¿Qué es el destino? ¿Es un camino ya instalado que sólo consiste en recorrerlo, o un camino que creamos a cada paso? ¿Libre albedrío o determinismo? Escribe Raúl Santos Caballero.
Todos estamos inmersos en una corriente empujada hacia una dirección, pero ésta a veces ofrece alternativas o desvíos que escapan a nuestra comprensión. Querer profundizar en ello es afinar la agudeza de la atención, para no dejar escapar ninguna pista que deje al descubierto el posible mecanismo que permita orientarnos hacia lo que consideramos que es bueno para nosotros. En ese momento, todo puede tener sentido, o quizás tendrá el que le demos nosotros.
Si todo está determinado, en cierto modo supone una imposición, pues no hay posibilidad de elección, al estar todo supeditado a un orden superior. Si fuera así, habría que desentrañar cuáles son las reglas del juego y predecir cuál es el sendero ya marcado, para adelantarnos a los sucesos que puedan producirse.
¿Qué o quién regiría esas pautas? La respuesta está oculta en el mundo de lo ignoto; lo cierto es que tendríamos que manejarnos con esas reglas para sincronizar más con las pruebas que se van presentando, y así no perder la sintonía que nos hace fluir con los acontecimientos. Habría que detectar cuáles son verdaderamente nuestros objetivos y nuestros potenciales, pues, como en un juego, éstas serían nuestras cartas, y deberíamos elegir con certeza en que momento arrojarlas.
Otra posibilidad es el libre albedrío. Sería no estar sujeto a ninguna ley invisible y desenvolvernos de una manera individual en un escenario sin nada ni nadie que dicte nuestras conductas.
En el libre albedrío se debe potenciar la responsabilidad, porque sin ella la libertad se convierte en libertinaje. Aquí también hay cabida para la evolución. Si, por ejemplo, venimos al mundo con ciertos rasgos de carácter que dificultan nuestra relación con los demás, podemos modificarlos a través de nuestras conductas, y por tanto estaríamos manejándonos en un libre espacio a nuestro favor y al de los demás.
De ahí que para muchos sabios, yoguis y personas realizadas, el destino sea como un río que fluye en el que estamos inmersos. El río nos lleva hacia adelante, eso está determinado y no tenemos elección. Pero inmersos en la corriente podemos optar y decidir si queremos fluir a la velocidad de la corriente o resistirnos en la misma. De ahí que en la vida cotidiana experimentemos el ir a contracorriente como pérdida de la sensación de rumbo.
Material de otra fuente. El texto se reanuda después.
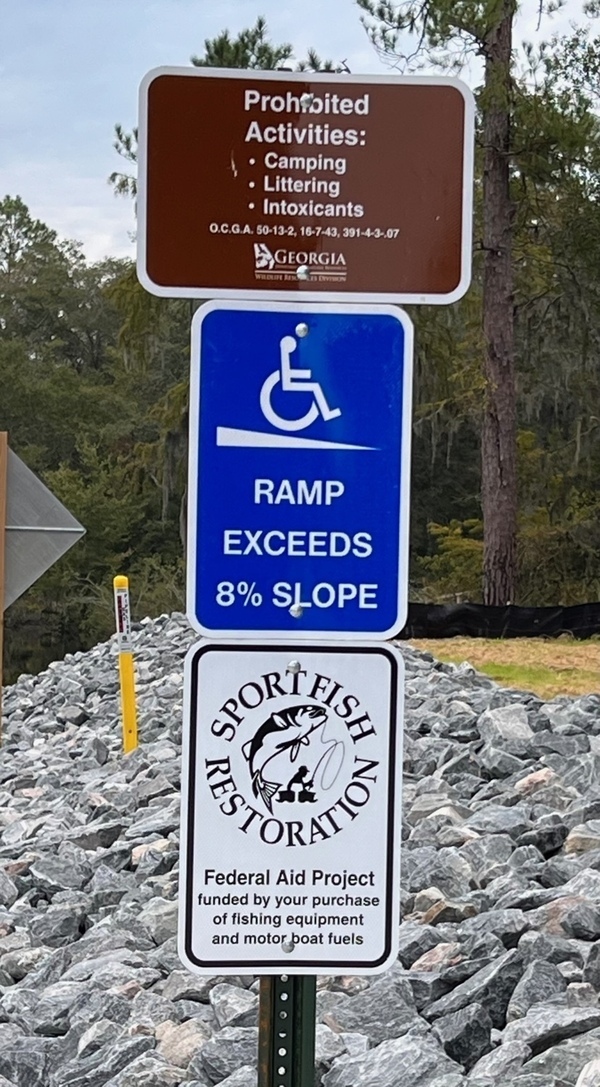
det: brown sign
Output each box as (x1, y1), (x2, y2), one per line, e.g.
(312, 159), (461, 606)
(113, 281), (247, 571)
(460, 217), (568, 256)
(138, 69), (474, 303)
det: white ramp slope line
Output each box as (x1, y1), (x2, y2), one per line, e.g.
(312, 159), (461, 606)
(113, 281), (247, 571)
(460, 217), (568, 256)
(216, 426), (377, 451)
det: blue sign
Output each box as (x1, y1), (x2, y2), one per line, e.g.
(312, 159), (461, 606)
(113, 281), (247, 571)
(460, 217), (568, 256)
(187, 301), (413, 639)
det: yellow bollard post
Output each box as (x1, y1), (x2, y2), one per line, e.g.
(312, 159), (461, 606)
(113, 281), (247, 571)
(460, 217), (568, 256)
(113, 575), (138, 753)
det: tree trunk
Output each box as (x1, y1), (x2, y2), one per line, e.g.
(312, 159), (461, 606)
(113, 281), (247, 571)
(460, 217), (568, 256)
(481, 0), (517, 605)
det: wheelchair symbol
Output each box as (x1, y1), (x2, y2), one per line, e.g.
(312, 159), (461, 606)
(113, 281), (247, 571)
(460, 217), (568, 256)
(260, 335), (342, 433)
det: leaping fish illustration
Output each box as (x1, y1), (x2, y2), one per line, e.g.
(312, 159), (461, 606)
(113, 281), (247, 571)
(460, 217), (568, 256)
(241, 705), (327, 813)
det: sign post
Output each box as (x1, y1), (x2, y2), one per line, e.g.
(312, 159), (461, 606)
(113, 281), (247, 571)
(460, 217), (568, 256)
(138, 62), (475, 1087)
(258, 975), (316, 1087)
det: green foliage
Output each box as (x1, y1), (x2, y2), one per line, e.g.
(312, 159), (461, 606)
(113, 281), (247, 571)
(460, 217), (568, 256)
(358, 0), (495, 64)
(191, 15), (294, 69)
(108, 125), (138, 200)
(415, 520), (484, 602)
(416, 428), (600, 606)
(408, 293), (484, 559)
(543, 25), (600, 105)
(190, 14), (338, 71)
(0, 197), (187, 680)
(518, 496), (600, 605)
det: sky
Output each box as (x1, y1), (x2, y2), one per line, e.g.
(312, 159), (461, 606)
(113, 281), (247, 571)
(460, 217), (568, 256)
(0, 0), (585, 264)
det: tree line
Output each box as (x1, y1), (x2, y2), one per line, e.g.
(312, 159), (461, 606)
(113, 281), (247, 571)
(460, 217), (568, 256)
(2, 13), (600, 678)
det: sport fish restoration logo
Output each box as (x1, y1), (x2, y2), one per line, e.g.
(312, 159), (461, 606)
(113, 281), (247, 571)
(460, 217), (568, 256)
(204, 663), (380, 847)
(243, 704), (332, 812)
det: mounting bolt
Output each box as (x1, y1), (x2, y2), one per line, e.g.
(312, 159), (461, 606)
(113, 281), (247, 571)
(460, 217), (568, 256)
(295, 322), (309, 337)
(289, 604), (304, 618)
(286, 660), (301, 674)
(300, 92), (314, 111)
(296, 265), (310, 281)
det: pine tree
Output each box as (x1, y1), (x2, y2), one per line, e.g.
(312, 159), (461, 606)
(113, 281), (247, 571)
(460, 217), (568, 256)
(358, 0), (518, 604)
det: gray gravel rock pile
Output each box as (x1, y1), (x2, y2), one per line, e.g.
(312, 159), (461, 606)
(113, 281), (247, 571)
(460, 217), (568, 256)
(2, 616), (600, 1085)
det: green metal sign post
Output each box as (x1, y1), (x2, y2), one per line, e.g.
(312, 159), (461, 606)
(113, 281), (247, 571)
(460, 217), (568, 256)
(258, 975), (317, 1087)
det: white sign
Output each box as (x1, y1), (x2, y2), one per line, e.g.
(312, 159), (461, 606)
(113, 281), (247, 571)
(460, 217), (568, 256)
(113, 586), (133, 653)
(179, 640), (404, 975)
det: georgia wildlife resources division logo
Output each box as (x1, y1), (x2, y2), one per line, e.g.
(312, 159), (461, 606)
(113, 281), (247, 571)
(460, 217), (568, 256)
(203, 661), (382, 848)
(254, 243), (276, 270)
(253, 243), (347, 283)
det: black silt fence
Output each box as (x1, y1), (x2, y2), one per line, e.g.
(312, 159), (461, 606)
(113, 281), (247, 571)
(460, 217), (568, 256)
(398, 602), (600, 640)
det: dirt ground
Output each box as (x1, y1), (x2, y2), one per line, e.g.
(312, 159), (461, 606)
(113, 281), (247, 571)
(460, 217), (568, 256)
(408, 637), (600, 699)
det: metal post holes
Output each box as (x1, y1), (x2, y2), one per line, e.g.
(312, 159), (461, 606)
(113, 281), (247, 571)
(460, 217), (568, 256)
(186, 301), (413, 640)
(178, 641), (404, 975)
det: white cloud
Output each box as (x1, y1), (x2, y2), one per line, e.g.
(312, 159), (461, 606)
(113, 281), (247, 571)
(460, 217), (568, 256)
(0, 156), (135, 261)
Cabe observar hablando del destino, la gran necesidad que experimentamos de exigir seguridad en un mundo donde nada es seguro, excepto la inseguridad. Esa demanda puede anestesiar el desarrollo de la intuición y, por tanto, el aprovechamiento de la misma, perdiendo ese potencial de desenvolvernos en el plano vivencial de cada instante.
Conviene aprender a manejarnos con la imprevisibilidad, pues sea el destino determinado o no, llegará, y nuestra capacidad de flexibilidad frente a los acontecimientos hará que no nos quebremos.
En la vía de la búsqueda y realización de sí, el destino abruma por su naturaleza imprevisible y escurridiza que con frecuencia nos hace sentir con las manos vacías. A veces nos deja entrever destellos de orientaciones, y otras, sin embargo, nos sume en una oscuridad absoluta. De cualquier modo, no debería ser: ¨¿por qué estamos aquí?¨, sino ¨ya que estamos aquí¨, haciendo así del destino un inquebrantable aliado, pues aun con sus caprichos, siempre nos tiende algún puente para no estancarnos.